[Live Workshop] How to Build GenAI Applications with a Data Streaming Platform | Register Now

Jun 13, 2025Lesedauer: 5 min

7 Steps to Build an AI-Powered Personalization Engine With Confluent & Databricks

Verfasst von

Greg MurphyStaff Product Marketing Manager, Confluent
Kyle KleinSenior Technical Marketing Manager

Jun 13, 2025Lesedauer: 5 min

The advancement and widespread availability of new artificial intelligence (AI) capabilities—through platforms like the Databricks Data Intelligence Platform and Mosaic AI—has completely reset expectations for engineering teams across every industry.
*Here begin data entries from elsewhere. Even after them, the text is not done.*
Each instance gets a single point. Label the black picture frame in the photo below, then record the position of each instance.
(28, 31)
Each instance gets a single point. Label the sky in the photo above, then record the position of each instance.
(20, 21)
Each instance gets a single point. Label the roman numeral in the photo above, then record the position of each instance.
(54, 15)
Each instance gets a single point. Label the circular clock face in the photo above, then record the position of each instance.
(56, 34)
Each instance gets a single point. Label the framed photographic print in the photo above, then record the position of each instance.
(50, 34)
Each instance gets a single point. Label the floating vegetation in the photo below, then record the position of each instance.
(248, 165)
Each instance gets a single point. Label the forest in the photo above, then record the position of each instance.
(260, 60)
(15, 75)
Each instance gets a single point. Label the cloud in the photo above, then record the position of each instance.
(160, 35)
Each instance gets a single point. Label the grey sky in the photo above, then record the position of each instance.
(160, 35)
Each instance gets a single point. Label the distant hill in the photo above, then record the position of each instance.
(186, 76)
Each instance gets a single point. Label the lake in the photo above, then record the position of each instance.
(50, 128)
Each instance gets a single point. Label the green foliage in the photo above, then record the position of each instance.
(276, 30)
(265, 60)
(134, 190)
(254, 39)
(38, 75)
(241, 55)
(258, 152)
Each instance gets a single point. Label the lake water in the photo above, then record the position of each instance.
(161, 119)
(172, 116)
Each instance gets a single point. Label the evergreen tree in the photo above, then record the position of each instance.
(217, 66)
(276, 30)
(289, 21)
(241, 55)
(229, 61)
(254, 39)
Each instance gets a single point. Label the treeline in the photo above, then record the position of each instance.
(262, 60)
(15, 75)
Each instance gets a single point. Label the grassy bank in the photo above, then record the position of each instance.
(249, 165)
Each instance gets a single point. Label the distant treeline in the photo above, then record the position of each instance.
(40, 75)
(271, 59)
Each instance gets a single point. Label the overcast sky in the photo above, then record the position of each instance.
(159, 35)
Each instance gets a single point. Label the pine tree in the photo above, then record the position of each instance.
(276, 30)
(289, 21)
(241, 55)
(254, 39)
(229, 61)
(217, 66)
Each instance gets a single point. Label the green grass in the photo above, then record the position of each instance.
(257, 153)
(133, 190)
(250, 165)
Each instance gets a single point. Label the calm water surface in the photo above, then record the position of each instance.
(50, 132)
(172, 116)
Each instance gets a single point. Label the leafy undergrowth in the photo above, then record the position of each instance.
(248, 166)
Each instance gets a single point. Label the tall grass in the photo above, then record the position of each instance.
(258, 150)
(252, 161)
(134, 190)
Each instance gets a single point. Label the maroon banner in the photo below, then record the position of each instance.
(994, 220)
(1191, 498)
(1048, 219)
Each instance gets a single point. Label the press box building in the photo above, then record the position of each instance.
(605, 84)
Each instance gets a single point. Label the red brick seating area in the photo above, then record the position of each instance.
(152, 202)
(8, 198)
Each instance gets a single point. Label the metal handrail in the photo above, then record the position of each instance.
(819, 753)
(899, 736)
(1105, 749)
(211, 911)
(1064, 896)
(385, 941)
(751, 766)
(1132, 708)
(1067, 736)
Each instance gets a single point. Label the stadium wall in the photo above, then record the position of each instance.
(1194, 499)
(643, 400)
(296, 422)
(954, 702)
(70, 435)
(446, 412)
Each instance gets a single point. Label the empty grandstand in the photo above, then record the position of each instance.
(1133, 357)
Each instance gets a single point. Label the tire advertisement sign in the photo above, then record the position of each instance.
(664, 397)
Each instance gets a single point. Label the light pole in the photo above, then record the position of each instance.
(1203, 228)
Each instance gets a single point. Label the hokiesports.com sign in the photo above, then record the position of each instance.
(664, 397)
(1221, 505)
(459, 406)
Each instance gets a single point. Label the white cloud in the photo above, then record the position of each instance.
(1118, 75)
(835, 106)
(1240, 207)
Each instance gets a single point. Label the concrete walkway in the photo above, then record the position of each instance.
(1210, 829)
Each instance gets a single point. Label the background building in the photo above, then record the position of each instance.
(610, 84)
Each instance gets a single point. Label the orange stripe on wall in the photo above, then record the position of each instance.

Business now moves at a new pace, demanding rapid delivery of intelligent, real-time applications—instead of slowly stitched-together systems solving problems defined and scoped months prior. But even the most advanced AI platform is only as effective as the data that fuels it. To deliver true value, AI needs a continuous supply of fresh, real-time data.

Built by the original creators of Apache Kafka®, Confluent’s data streaming platform connects every corner of your business with Databricks in real time to power highly contextualized AI and analytics at scale. From legacy mainframes to modern cloud databases and enterprise applications to IoT devices at the edge, Confluent brings all your operational data to Databricks to fuel intelligent applications and proactive, automated decision-making.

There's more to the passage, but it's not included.